If only the bare ground is of interest, the given solution is the 2D Fretsaw Algorithm algorithm.
The 3D-Fretsaw Algorithm is more elegant, it's far more accurate than the Chainsaw and keeps more details than the 2D version. On the downside the calculation time is significantly higher.
3D Laser Scanners
A 3D laser scanner is a device that analyses a real-world object or environment to collect data on its shape and possibly its appearance (i.e. color). Many different technologies can be used to gain 3D-images of objects, each coming with its own limitations, advantages and costs. There are still limitations in the kind of objects that can be digitized by optical laser scanning technologies, as the scanning process encounters difficulties with shiny, mirroring or transparent objects.
Basic Functionality
An extremely short laser pulse is emitted by the scanner, hits an obstacle by which it is reflected and is then received again by the scanner. The measured time of flight is proportional to the distance between scanner and object. The applied laser type allows measurements independent from ambient light.
Applications:
- surveying (landscape, buildings, etc.)
- preservation of monuments, historic buildings and artifacts
- architecture (construction / reconstruction)
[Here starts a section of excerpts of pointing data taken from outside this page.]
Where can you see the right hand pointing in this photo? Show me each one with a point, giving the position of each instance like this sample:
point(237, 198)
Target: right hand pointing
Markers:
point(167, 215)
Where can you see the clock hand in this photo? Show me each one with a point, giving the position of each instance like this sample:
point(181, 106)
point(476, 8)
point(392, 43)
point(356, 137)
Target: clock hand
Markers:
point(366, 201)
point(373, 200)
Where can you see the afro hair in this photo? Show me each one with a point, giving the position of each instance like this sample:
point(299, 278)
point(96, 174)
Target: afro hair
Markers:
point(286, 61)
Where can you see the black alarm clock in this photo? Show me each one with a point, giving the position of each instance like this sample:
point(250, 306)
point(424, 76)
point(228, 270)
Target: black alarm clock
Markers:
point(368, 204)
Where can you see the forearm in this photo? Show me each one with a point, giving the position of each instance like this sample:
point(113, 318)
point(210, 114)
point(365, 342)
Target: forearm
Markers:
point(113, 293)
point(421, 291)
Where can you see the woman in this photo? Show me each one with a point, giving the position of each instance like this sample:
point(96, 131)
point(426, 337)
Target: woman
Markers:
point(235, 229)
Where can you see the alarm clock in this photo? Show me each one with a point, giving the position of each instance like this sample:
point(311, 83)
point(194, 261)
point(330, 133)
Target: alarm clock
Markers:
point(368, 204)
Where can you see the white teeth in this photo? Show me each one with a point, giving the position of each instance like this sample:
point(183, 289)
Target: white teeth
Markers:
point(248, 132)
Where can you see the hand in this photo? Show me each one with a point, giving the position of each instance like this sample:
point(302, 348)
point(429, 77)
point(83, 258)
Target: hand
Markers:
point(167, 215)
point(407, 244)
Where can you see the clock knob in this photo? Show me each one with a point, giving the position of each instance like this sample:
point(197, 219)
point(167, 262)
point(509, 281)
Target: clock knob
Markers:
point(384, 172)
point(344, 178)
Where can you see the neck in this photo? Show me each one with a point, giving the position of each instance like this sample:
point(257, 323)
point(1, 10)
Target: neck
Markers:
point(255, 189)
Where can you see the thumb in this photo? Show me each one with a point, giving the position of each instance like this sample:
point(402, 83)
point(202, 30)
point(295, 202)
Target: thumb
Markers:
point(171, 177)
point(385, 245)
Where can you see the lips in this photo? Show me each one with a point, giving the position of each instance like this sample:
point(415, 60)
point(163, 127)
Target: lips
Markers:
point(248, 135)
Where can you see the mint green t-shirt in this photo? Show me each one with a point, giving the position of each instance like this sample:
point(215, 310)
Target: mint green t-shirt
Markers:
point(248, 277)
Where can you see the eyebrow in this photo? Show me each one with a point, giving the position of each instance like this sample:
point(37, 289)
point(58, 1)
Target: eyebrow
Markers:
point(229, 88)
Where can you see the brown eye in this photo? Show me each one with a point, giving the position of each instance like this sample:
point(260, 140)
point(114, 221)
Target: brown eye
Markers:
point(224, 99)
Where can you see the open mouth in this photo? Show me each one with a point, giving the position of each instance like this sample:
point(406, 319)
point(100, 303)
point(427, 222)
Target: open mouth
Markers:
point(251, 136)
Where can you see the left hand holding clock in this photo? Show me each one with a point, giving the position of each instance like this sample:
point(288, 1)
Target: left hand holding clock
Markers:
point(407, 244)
- scanning of objects and persons for 3D-movies and PC-games
- forensic securing
Scanner
We worked with data from the Riegl VZ-400 Laser Scanner in our practical.
Specifications:
- very fast Data acquisition
- integrated GPS-Receiver
- LAN,WLAN, USB2
- maximum range 600 m
- precision 5 mm
- scanrange horizontal 360°/ vertical 100° ( +60° / -40° )
The First Step
The first step in the development was to find a way of handling the huge amount of data. One single vertex in 3D space needs at least three floating point numbers for the position and another three for the color information. Our given 3D scans include up to 16 million vertices, so even actual computers could reach their limits pretty fast.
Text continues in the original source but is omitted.